In past summers we’ve loaded up the kids with 1/2 day summer camps they were interested in so that I could work part time. Some of the time I would have a young girl help me with the kids while we were all working at home. This was especially tricky because having me at the house was hard on the kids – they wanted to be with me – or have me answer a question, or I knew where the one lunch item was, or they would fight and I had to intervene.

That new office of ours sure has taken that away. This summer we have a lovely young woman who is about to go to college in the fall watching the kids so that we can work. They are in two day camps, totaling two weeks each and then they have The Big Camp. The overnight camp that is offered through the children’s hospital and courtesy of the National Kidney Foundation. We’ve been calling it Camp Kidney. Although that is not the official name.

The kids are going to an overnight camp, FOR A WEEK. The camp is for kids age 6+ who are sick and/or transplanted (all organs). Nurses, Doctors, Social Workers, Child Life Specialist are the counselors. The schedule looks like fun and I’m hopeful the kids will have a great time.

This is the only overnight camp that Gage and Quinn can go to without us. There is a boy scout camp that Julian can take Gage to and I’m sure there is a Girl Scout camp that I can take Quinn overnight, but honestly, where is the fun in that? There just isn’t an organization that will accept the responsibility for the dispensing of life and kidney-saving drugs. Nor the special requirements for a behaviorally challenged 9-year-old rising 3rd grader. So…we find a couple of day camps they will enjoy and we will send Gage to see his cousin Andrew for a week (Camp Auntie) at 1/2 day science camp (the science of dams) and the kids will have a fun summer, never knowing that they aren’t able to participate in a basic summer activity through normal channels like church or the Y or scouting.

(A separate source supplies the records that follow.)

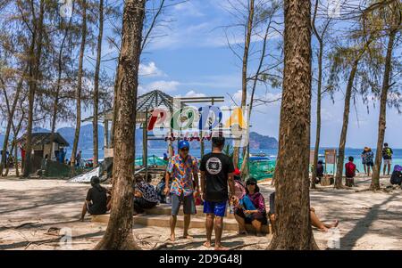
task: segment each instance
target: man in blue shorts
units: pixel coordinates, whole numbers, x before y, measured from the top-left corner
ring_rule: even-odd
[[[223,230],[223,217],[229,198],[234,192],[233,161],[222,152],[225,138],[212,138],[213,151],[201,159],[201,189],[204,199],[204,213],[206,214],[206,242],[204,246],[211,248],[211,237],[214,227],[215,250],[227,249],[221,245]],[[229,187],[228,187],[229,184]],[[228,195],[228,188],[230,193]]]

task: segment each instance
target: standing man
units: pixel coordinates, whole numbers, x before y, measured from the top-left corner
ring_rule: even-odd
[[[188,235],[188,226],[191,215],[196,214],[196,206],[194,201],[194,188],[199,194],[198,186],[198,163],[197,158],[190,156],[189,143],[187,141],[181,141],[179,143],[179,154],[171,158],[166,170],[164,194],[171,193],[172,216],[171,224],[171,240],[176,240],[174,229],[176,228],[177,215],[183,204],[184,212],[184,231],[185,239],[191,239]],[[172,187],[169,189],[169,182],[172,177]],[[194,181],[193,181],[194,177]]]
[[[382,149],[382,158],[384,159],[384,169],[383,169],[383,175],[385,175],[385,170],[388,166],[388,173],[387,175],[389,175],[390,172],[390,166],[392,165],[392,154],[394,152],[392,151],[392,149],[388,147],[388,143],[384,143],[384,148]]]
[[[233,161],[222,152],[225,144],[224,137],[213,137],[213,151],[205,155],[201,160],[201,189],[204,199],[204,213],[206,214],[206,242],[204,246],[211,248],[211,236],[214,227],[215,250],[224,250],[221,245],[223,230],[223,217],[229,198],[234,191]],[[228,196],[228,184],[230,193]]]

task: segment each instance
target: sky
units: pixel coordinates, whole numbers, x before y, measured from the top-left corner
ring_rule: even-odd
[[[155,38],[141,59],[139,94],[160,89],[172,96],[224,96],[240,100],[241,62],[229,49],[222,26],[233,21],[226,1],[190,0],[170,7],[165,15],[168,27],[158,28],[162,37]],[[106,28],[106,33],[110,29]],[[275,49],[281,38],[272,35],[270,49]],[[241,36],[230,39],[241,42]],[[254,40],[258,42],[258,40]],[[105,42],[104,42],[105,43]],[[270,46],[271,45],[271,46]],[[113,55],[113,49],[104,45],[104,57]],[[113,63],[103,63],[104,69],[113,73]],[[257,96],[274,100],[281,96],[278,89],[257,87]],[[230,97],[231,96],[231,98]],[[335,94],[334,102],[324,96],[322,101],[322,147],[338,147],[344,106],[344,93]],[[312,144],[315,139],[315,94],[312,102]],[[347,147],[376,147],[379,103],[370,103],[369,109],[356,98],[350,111]],[[252,131],[278,138],[281,102],[255,108]],[[90,110],[85,112],[89,116]],[[393,148],[402,148],[402,115],[395,109],[387,111],[385,140]],[[85,116],[84,115],[84,116]],[[63,124],[62,124],[63,125]]]

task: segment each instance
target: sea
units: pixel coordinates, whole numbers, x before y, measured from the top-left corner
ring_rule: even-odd
[[[321,148],[319,150],[319,155],[320,158],[323,158],[324,150],[327,149],[335,149],[335,148]],[[314,149],[312,149],[314,150]],[[395,165],[400,165],[402,166],[402,149],[392,149],[394,151],[393,157],[392,157],[392,168]],[[67,158],[71,158],[71,149],[67,150]],[[99,159],[104,158],[104,150],[99,149]],[[210,151],[210,150],[205,149],[205,152]],[[348,161],[348,157],[354,157],[355,158],[355,164],[356,166],[356,169],[363,173],[364,167],[362,164],[362,154],[363,149],[353,149],[353,148],[347,148],[345,149],[345,163]],[[373,149],[373,152],[375,156],[375,149]],[[148,157],[159,157],[163,158],[163,153],[166,152],[166,149],[163,148],[148,148]],[[253,154],[255,153],[264,153],[266,156],[272,160],[276,159],[276,157],[278,155],[278,150],[277,149],[265,149],[265,150],[253,150],[250,149],[250,152]],[[199,149],[197,150],[190,150],[190,154],[196,158],[200,158],[200,150]],[[82,150],[82,158],[83,159],[89,159],[93,157],[93,150],[92,149],[86,149]],[[136,150],[136,158],[141,158],[142,157],[142,149],[137,149]],[[334,166],[333,165],[327,165],[326,166],[327,173],[333,173],[334,172]]]

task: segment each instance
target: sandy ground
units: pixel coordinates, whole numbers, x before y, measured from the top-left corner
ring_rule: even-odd
[[[356,181],[354,190],[319,187],[311,191],[318,216],[340,221],[339,228],[330,232],[314,231],[320,248],[327,249],[339,241],[340,249],[402,249],[402,191],[363,191],[369,186],[369,178]],[[388,185],[389,178],[382,178],[382,188]],[[268,199],[272,186],[262,183],[260,187]],[[0,249],[93,248],[106,225],[88,218],[84,223],[77,221],[88,189],[88,185],[63,180],[0,178]],[[54,227],[56,231],[49,231]],[[181,231],[178,230],[177,235]],[[167,228],[135,225],[133,233],[144,249],[205,249],[204,230],[190,230],[193,240],[178,240],[172,245],[166,243]],[[72,236],[71,248],[66,247],[63,234]],[[233,249],[264,249],[271,239],[271,235],[239,237],[225,231],[222,242]]]

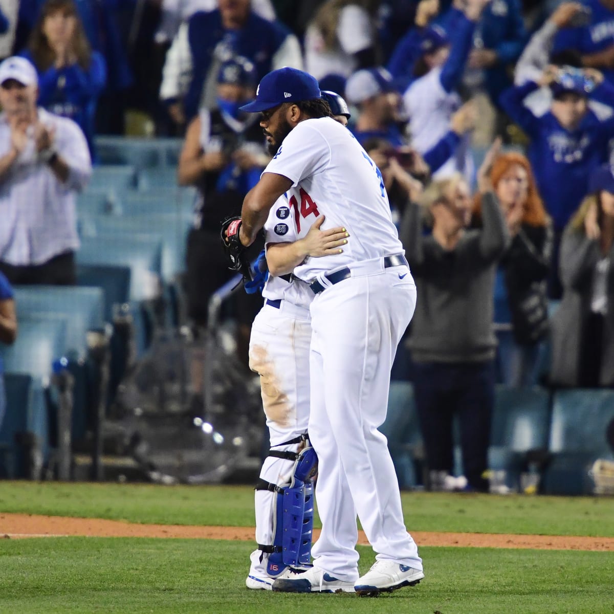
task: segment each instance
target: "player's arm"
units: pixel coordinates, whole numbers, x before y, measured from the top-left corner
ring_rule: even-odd
[[[258,231],[265,225],[269,211],[282,194],[287,192],[293,182],[275,173],[264,173],[260,181],[247,192],[241,211],[239,239],[247,247],[255,240]]]
[[[321,230],[320,227],[324,221],[324,216],[321,216],[305,237],[293,243],[268,244],[266,263],[269,273],[274,277],[287,275],[302,263],[308,256],[320,258],[342,254],[342,246],[348,243],[349,233],[341,227]]]

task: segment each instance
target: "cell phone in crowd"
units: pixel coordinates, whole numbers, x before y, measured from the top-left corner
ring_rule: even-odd
[[[583,6],[569,20],[572,28],[583,28],[591,23],[593,10],[589,6]]]

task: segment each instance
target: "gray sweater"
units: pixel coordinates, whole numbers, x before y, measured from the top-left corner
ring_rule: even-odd
[[[496,196],[482,199],[483,225],[446,250],[422,236],[421,209],[410,204],[399,233],[418,301],[409,347],[416,362],[477,362],[494,357],[493,285],[510,243]]]

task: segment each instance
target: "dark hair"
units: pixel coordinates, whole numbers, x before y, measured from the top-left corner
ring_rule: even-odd
[[[73,0],[48,0],[43,5],[28,43],[34,63],[39,70],[46,71],[55,60],[55,53],[49,46],[49,42],[43,32],[43,25],[49,15],[58,11],[75,18],[72,49],[77,56],[77,63],[82,68],[87,69],[91,61],[91,50]]]
[[[311,100],[300,100],[298,103],[290,103],[296,104],[297,107],[311,119],[318,119],[320,117],[332,117],[330,106],[322,98],[313,98]]]

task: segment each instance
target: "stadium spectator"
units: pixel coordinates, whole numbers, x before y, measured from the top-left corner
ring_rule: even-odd
[[[358,107],[352,132],[360,144],[373,139],[385,141],[389,154],[397,150],[399,158],[411,165],[411,158],[417,152],[408,149],[410,139],[399,128],[398,95],[390,73],[381,68],[357,71],[348,80],[346,95]],[[428,173],[435,173],[448,161],[464,136],[474,127],[475,119],[475,109],[470,103],[453,115],[448,131],[424,152]]]
[[[490,0],[467,0],[462,10],[453,9],[451,45],[440,29],[429,26],[414,68],[416,80],[403,95],[411,126],[412,142],[424,155],[449,129],[452,114],[460,106],[456,88],[462,77],[473,44],[476,22]],[[435,179],[456,172],[468,181],[473,179],[473,165],[468,139],[456,147],[454,155],[433,174]]]
[[[167,54],[160,98],[176,123],[191,120],[201,106],[212,107],[220,64],[235,55],[254,63],[258,80],[303,64],[298,40],[285,26],[257,15],[250,0],[220,0],[216,10],[192,15]]]
[[[74,121],[93,158],[96,107],[106,66],[91,50],[73,0],[49,0],[43,6],[22,55],[38,71],[38,104]]]
[[[574,18],[579,25],[557,34],[553,52],[576,50],[581,66],[600,71],[614,85],[614,0],[583,0],[582,4]]]
[[[0,271],[14,284],[73,284],[74,193],[91,174],[90,152],[79,127],[37,96],[27,60],[0,64]]]
[[[196,185],[199,192],[186,274],[188,315],[198,324],[206,322],[211,294],[232,276],[219,249],[220,223],[240,214],[245,195],[270,159],[257,115],[239,110],[254,98],[257,83],[249,60],[235,58],[222,64],[217,107],[201,109],[192,121],[179,160],[179,184]]]
[[[179,26],[195,13],[215,10],[217,0],[161,0],[162,15],[156,33],[156,42],[169,43],[177,36]],[[254,12],[265,19],[275,19],[271,0],[252,0]]]
[[[551,383],[614,386],[614,171],[593,171],[589,195],[561,245],[564,293],[552,321]]]
[[[378,62],[376,0],[328,0],[307,26],[305,67],[317,79],[348,77]]]
[[[552,255],[552,227],[529,160],[516,152],[495,160],[491,181],[503,210],[511,242],[495,285],[495,313],[511,322],[513,340],[499,344],[503,383],[538,383],[538,367],[548,330],[546,279]],[[478,210],[481,198],[476,199]]]
[[[423,202],[432,233],[422,236],[422,208],[408,208],[399,236],[418,295],[409,346],[416,403],[430,487],[453,473],[453,419],[460,419],[463,468],[468,487],[486,491],[483,477],[494,402],[492,290],[497,262],[509,244],[489,173],[491,150],[478,173],[483,227],[468,230],[472,200],[460,174],[435,181]]]
[[[451,35],[454,22],[451,10],[442,16],[440,25]],[[466,85],[472,90],[483,88],[498,107],[501,93],[511,85],[508,69],[520,56],[527,37],[520,0],[492,0],[484,8],[473,33]]]
[[[542,86],[548,86],[553,101],[548,112],[537,117],[524,99]],[[588,106],[588,96],[597,88],[614,99],[614,88],[597,71],[549,67],[538,82],[529,81],[507,90],[501,106],[527,133],[528,157],[553,219],[554,244],[549,293],[559,298],[558,247],[563,229],[586,195],[591,172],[609,157],[614,119],[602,119]]]
[[[14,343],[17,336],[17,316],[15,310],[13,289],[9,280],[0,273],[0,343]],[[0,429],[6,410],[4,391],[4,369],[0,356]]]

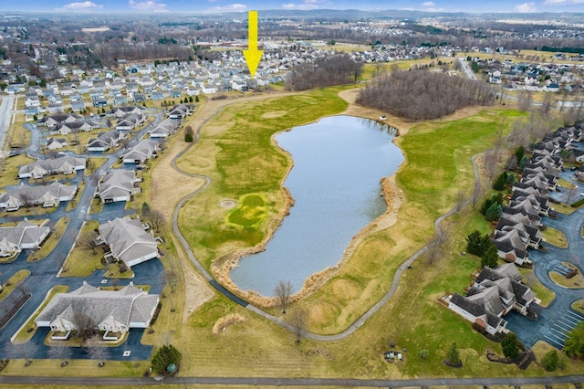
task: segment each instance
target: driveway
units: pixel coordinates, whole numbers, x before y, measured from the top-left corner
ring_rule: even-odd
[[[5,99],[3,99],[3,103]],[[8,115],[9,116],[9,115]],[[162,119],[162,114],[157,114],[154,121],[144,129],[138,132],[135,132],[132,140],[128,143],[127,147],[131,147],[137,143],[152,126],[157,125]],[[26,124],[25,126],[31,133],[31,140],[35,144],[31,144],[27,149],[27,152],[37,158],[46,158],[46,156],[38,153],[38,142],[41,139],[40,131],[36,126],[33,124]],[[107,162],[98,169],[99,174],[103,174],[120,159],[121,154],[125,152],[125,150],[119,149],[113,153],[100,154],[108,158]],[[86,156],[82,154],[81,156]],[[78,172],[77,176],[68,180],[71,184],[78,184],[84,179],[84,173]],[[64,181],[64,182],[65,182]],[[6,358],[22,358],[26,352],[26,347],[12,347],[10,338],[13,337],[19,329],[25,325],[26,321],[34,313],[36,308],[43,302],[47,293],[55,285],[66,285],[69,287],[69,290],[73,290],[79,288],[84,280],[94,286],[108,285],[111,280],[105,279],[105,270],[96,270],[88,278],[57,278],[57,273],[61,268],[65,258],[67,258],[71,247],[75,243],[77,236],[81,229],[83,223],[86,220],[98,220],[99,223],[105,223],[108,220],[112,220],[116,217],[121,217],[127,215],[132,214],[133,210],[125,210],[125,203],[114,203],[104,205],[103,210],[99,214],[88,215],[87,211],[93,200],[93,195],[96,191],[97,184],[92,180],[86,180],[86,187],[83,193],[78,195],[78,205],[70,210],[67,211],[67,203],[61,203],[57,210],[48,215],[30,215],[27,217],[29,219],[48,219],[48,226],[54,226],[55,224],[62,217],[69,217],[69,223],[67,229],[63,233],[61,240],[57,245],[55,249],[44,259],[29,263],[26,262],[26,258],[31,254],[32,250],[24,250],[18,258],[9,264],[1,264],[0,272],[1,280],[5,282],[10,277],[12,277],[16,271],[20,269],[27,269],[30,271],[30,275],[24,280],[22,289],[26,292],[30,292],[32,297],[21,308],[21,310],[15,314],[10,321],[0,330],[0,343],[5,345],[3,356]],[[20,221],[22,217],[14,217],[6,216],[0,217],[0,223]],[[166,278],[164,268],[162,267],[160,259],[152,259],[140,265],[132,267],[134,271],[134,278],[132,279],[120,279],[119,286],[122,287],[127,285],[130,280],[136,285],[151,285],[150,293],[160,294],[164,287]],[[16,291],[15,293],[19,293]],[[3,306],[12,304],[9,298],[5,299],[0,302],[0,309]],[[44,345],[43,339],[48,333],[47,330],[39,330],[35,334],[33,340],[29,342],[31,345],[28,348],[32,350],[32,358],[47,358],[48,347]],[[130,331],[130,336],[124,344],[119,347],[110,347],[110,358],[116,360],[147,360],[150,358],[152,347],[142,345],[140,342],[140,339],[143,330],[132,330]],[[28,344],[27,343],[27,344]],[[89,358],[87,353],[84,353],[79,348],[72,348],[74,357],[78,358]],[[124,352],[125,352],[124,354]]]
[[[571,173],[563,172],[560,176],[569,179]],[[579,191],[584,192],[580,183],[574,184],[579,185]],[[584,315],[570,307],[574,301],[584,298],[584,290],[568,289],[557,285],[549,278],[549,272],[555,270],[561,274],[565,270],[561,265],[562,261],[573,263],[580,271],[584,270],[584,238],[580,235],[580,227],[584,222],[584,208],[572,215],[558,214],[558,218],[545,217],[542,222],[545,226],[566,234],[568,244],[568,248],[559,248],[544,243],[547,251],[529,252],[529,258],[534,262],[536,277],[546,288],[556,293],[556,299],[548,308],[534,306],[538,311],[537,320],[527,319],[515,311],[507,315],[506,320],[508,321],[507,328],[527,347],[533,346],[537,341],[545,341],[561,350],[567,332],[584,320]]]

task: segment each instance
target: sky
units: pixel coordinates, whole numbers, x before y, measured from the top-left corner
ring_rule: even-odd
[[[266,9],[402,9],[428,12],[584,12],[584,0],[0,0],[2,11],[245,12]]]

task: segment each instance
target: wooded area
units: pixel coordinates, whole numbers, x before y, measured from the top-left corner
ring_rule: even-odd
[[[394,70],[361,89],[357,102],[413,120],[436,119],[474,105],[491,105],[483,82],[425,69]]]

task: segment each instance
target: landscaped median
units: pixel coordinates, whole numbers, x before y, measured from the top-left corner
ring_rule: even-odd
[[[337,90],[228,106],[206,122],[199,142],[178,161],[181,169],[212,180],[179,217],[182,235],[208,269],[217,265],[216,258],[231,261],[238,257],[234,253],[261,248],[277,226],[287,211],[281,184],[292,161],[273,145],[271,137],[339,112],[343,104],[335,101]],[[520,115],[514,110],[475,110],[466,118],[413,125],[407,134],[402,131],[397,142],[406,162],[397,174],[396,190],[402,191],[405,202],[396,224],[366,237],[340,268],[331,270],[332,279],[313,295],[292,304],[286,314],[276,308],[268,312],[291,322],[292,312],[302,309],[308,312],[309,331],[337,334],[346,330],[387,292],[402,263],[432,240],[434,220],[454,207],[461,189],[470,197],[473,155],[494,143],[495,130],[503,122],[507,123],[505,131],[510,130],[509,117]],[[256,202],[253,214],[242,212],[249,206],[250,194],[264,199],[263,219],[255,217]],[[172,342],[180,344],[183,360],[189,361],[181,373],[352,378],[521,374],[516,366],[489,363],[486,350],[501,354],[500,345],[435,302],[446,290],[462,290],[468,285],[468,276],[480,267],[477,258],[459,254],[465,248],[464,237],[474,229],[489,231],[470,205],[446,219],[443,227],[450,238],[442,255],[432,263],[422,256],[405,269],[396,294],[355,334],[330,342],[303,339],[296,344],[293,333],[218,295],[173,332]],[[241,316],[243,321],[214,334],[214,326],[229,315]],[[456,371],[442,363],[454,340],[464,362]],[[388,363],[383,359],[390,342],[406,349],[403,362]],[[230,351],[229,358],[224,358],[224,350]],[[428,352],[421,358],[424,350]],[[248,368],[250,362],[253,369]],[[532,364],[526,373],[540,375],[543,370]]]

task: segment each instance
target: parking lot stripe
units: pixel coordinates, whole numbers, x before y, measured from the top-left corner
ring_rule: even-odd
[[[563,343],[560,343],[560,342],[558,342],[558,341],[555,341],[555,340],[551,339],[551,338],[550,338],[550,337],[548,337],[548,335],[544,335],[544,337],[545,337],[545,338],[548,338],[548,340],[549,342],[551,342],[552,343],[555,343],[555,344],[558,345],[560,349],[564,348],[564,344],[563,344]],[[553,344],[552,344],[552,346],[553,346]]]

Sometimes (it makes me feel sad that) it feels normal for our family not to do things like the majority of people because we are doing it around the kids’ diagnosis, treatments and abilities (to cope). It is the reality though. And we’ll play up the camps they are in, and they will enjoy being with the lovely young woman, and I hope that Camp Kidney is all that it can be for them. Because it’s their one shot.